Massachusetts Nurses Propose Hospital Profit, CEO Pay Penalties

The Massachusetts Nurses Association and National Nurses United have gathered hundreds of thousands of signatures in support of a ballot measure that would penalize hospitals in the state for excessive profits and CEO compensation.

The ballot initiative, the Hospital Profit Transparency and Fairness Act, centers on four main provisions:

•    If a hospital posts an annual operating margin (including amortization and depreciation) that exceeds 8 percent, it will be subject to a civil penalty equal to the amount the operating margin exceeds 8 percent. This would apply to all hospitals that accept Medicaid funds from Massachusetts and have a payer mix of less than 60 percent government payers.

•    If a hospital receives funds from taxpayer-funded insurers like Medicare and Medicaid, it will have to disclose all financial assets. This includes assets held in offshore accounts.

•    If a hospital that receives funds from taxpayer-funded insurers pays its CEO more than 100 times the amount of the lowest-paid full-time employee of that hospital in a given year, it will be fined equal to the amount the CEO's compensation exceeds 100 percent of the lowest-paid FTE.

•    The state would create a Medicaid reimbursement enhancement fund. All penalties from excessive CEO compensation and profits would go into the MREF, which would distribute extra reimbursement to hospitals that treat higher proportions of Medicaid patients.
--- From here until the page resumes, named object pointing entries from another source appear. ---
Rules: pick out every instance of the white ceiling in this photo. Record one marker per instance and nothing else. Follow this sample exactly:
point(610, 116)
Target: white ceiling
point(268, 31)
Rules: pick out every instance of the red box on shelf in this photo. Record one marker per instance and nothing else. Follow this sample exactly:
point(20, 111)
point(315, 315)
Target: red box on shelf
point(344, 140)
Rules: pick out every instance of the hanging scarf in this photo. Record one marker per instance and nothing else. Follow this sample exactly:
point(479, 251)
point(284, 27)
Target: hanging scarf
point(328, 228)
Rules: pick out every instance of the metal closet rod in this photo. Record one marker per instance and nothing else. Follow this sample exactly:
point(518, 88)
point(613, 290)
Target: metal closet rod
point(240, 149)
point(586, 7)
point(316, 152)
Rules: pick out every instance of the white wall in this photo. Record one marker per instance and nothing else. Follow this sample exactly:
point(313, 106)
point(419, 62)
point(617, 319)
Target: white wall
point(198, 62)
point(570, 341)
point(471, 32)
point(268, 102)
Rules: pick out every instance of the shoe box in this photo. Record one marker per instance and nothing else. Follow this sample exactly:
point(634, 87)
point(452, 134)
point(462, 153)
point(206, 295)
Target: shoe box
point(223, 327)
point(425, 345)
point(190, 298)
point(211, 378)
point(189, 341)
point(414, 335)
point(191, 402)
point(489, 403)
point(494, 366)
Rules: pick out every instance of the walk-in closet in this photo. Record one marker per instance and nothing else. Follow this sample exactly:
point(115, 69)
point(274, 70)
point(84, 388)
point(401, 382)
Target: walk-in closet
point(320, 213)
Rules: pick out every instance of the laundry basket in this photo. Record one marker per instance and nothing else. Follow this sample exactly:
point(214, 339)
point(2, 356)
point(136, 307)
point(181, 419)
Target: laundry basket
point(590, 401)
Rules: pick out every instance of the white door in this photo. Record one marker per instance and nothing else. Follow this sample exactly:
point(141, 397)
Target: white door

The MNA/NNU also garnered support for another ballot initiative that would set a maximum limit on how many patients could be assigned to a nurse at one time.

The nurses union said the measures would provide more equitable, safer care in a Massachusetts market that is increasingly become more consolidated.

"We have created a healthcare system of haves and have-nots in Massachusetts, a system of winners and losers, where the mega healthcare corporations are the winners and too many patients and too many communities are the losers," said Julie Pinkham, RN, executive director of the MNA/NNU, in a news release. "The public has a right to know how and where their healthcare dollars are being invested. Particularly at a time when hospitals are using the current financial climate as an excuse to degrade or limit the care they are providing to vulnerable patients."

Lynn Nicholas, president and CEO of the Massachusetts Hospital Association, issued a statement on each proposed ballot initiative. Regarding penalties for high profit margins and CEO pay, she said:

"Massachusetts hospitals are already subject to extensive regulation, and they report extensive information to the state and federal government regarding both financial and clinical information. Hospitals fully support such public transparency and embrace being held publicly accountable for the healthcare services they provide to patients and their communities. However, virtually all hospitals in Massachusetts are non-government institutions that should not have the state dictate their operating margins and compensation. This is particularly true when state government pays hospitals substantially less than the cost of providing care to patients enrolled in government healthcare programs such as Medicaid. So hospitals, as a matter of both sound public policy and principle, oppose the proposed ballot initiative empowering government to set arbitrary limits on hospital operating margins and compensation."

Ms. Nicholas on mandated nurse staffing ratios: "Massachusetts hospitals' core objection to mandated nurse staffing ratios is that patient care is best determined by the care-giving team at the bedside, not by a government-set fixed formula. Patient care staffing decisions should always be based on the best interest of the patient — not a number. Nurses don't treat numbers, they treat people. Hospitals shouldn't be required to staff by numbers, either."